At times, particularly early on in this book, I found myself nodding in almost violent agreement, as Maitland expressed thoughts and sentiments—not all of them about silence—which were uncannily like my own, and which I have often expressed to others:
For me the terrain of silence is what I have since come to call the Huge Nothing of the high moorlands…
Moors are excellent for elementary walkers, especially those who smoke, because once you are above the valleys there are miles and miles of long views often down on to woods and rivers, but the terrain itself is flat, without steep climbs. There is always something to see but you have to look for it.
Except for the reference to smoking, these could have been my own words. As could these, describing a wonderful night sky (Maitland’s sky was in Galloway, mine in Anglesey):
There were so many stars it was impossible for me to pick out the constellations that I did know. It was not ‘flat’. I had a real sense of three-dimensionality of the sky.

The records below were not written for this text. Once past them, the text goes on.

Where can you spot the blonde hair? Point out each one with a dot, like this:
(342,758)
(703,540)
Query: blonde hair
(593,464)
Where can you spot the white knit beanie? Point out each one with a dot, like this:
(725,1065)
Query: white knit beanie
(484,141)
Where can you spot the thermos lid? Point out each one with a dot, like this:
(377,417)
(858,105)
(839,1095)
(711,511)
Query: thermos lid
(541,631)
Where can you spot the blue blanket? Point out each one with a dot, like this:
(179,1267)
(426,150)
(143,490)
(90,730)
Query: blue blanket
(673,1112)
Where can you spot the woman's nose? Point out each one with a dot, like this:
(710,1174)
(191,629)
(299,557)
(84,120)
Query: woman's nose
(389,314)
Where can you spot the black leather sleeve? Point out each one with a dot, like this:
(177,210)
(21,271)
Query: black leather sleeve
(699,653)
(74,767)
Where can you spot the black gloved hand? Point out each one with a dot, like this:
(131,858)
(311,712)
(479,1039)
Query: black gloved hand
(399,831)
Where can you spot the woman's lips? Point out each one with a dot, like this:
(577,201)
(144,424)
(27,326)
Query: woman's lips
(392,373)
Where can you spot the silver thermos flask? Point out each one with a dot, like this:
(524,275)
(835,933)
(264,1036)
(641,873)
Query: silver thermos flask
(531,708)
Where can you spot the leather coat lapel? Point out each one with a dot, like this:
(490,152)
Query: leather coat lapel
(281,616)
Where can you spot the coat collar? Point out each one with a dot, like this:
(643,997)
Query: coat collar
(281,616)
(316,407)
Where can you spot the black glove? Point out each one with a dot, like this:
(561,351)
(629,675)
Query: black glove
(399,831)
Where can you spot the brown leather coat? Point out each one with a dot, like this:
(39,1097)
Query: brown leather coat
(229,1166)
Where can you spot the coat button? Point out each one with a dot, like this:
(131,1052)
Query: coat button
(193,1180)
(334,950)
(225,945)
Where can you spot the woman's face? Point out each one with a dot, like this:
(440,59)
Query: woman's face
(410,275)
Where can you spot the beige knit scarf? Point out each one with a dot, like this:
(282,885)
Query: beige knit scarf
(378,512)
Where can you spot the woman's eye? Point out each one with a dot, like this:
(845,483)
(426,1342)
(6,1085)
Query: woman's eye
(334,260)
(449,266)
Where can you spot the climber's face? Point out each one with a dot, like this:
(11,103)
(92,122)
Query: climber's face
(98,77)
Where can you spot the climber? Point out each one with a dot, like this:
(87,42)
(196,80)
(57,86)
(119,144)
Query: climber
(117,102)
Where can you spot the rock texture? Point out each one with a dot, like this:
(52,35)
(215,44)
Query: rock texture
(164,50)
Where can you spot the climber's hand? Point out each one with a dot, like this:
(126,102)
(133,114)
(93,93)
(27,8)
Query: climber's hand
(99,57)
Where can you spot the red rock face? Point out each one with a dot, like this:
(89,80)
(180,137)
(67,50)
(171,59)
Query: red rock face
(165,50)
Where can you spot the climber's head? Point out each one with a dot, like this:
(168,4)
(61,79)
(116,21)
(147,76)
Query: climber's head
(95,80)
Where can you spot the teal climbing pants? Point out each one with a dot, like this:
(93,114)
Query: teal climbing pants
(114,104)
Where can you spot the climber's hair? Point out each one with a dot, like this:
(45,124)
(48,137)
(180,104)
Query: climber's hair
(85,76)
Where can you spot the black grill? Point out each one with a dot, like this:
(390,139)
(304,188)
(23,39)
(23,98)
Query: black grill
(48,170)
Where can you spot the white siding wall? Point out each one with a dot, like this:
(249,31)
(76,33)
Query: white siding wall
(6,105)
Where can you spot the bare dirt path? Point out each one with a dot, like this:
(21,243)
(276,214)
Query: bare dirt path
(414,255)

Maitland then turns to a subject which I, for want of a better phrase, have clumsily described to friends as a reality rush:
The first effect that I noticed, towards the end of the first week, was an extraordinary intensification of physical sensation. It started with food. [She goes on to describe the intensification of other sensations: hearing, body temperature, and emotions…]
Whatever caused this intensification it was not some psychological peculiarity of my own. Almost every account of silence I have ever read contains some version of it. In my journal at the time [this is the point at which Maitland begins to lose me] I commented that this intensification of sensation make me think of Saint Anthony’s sexual torments.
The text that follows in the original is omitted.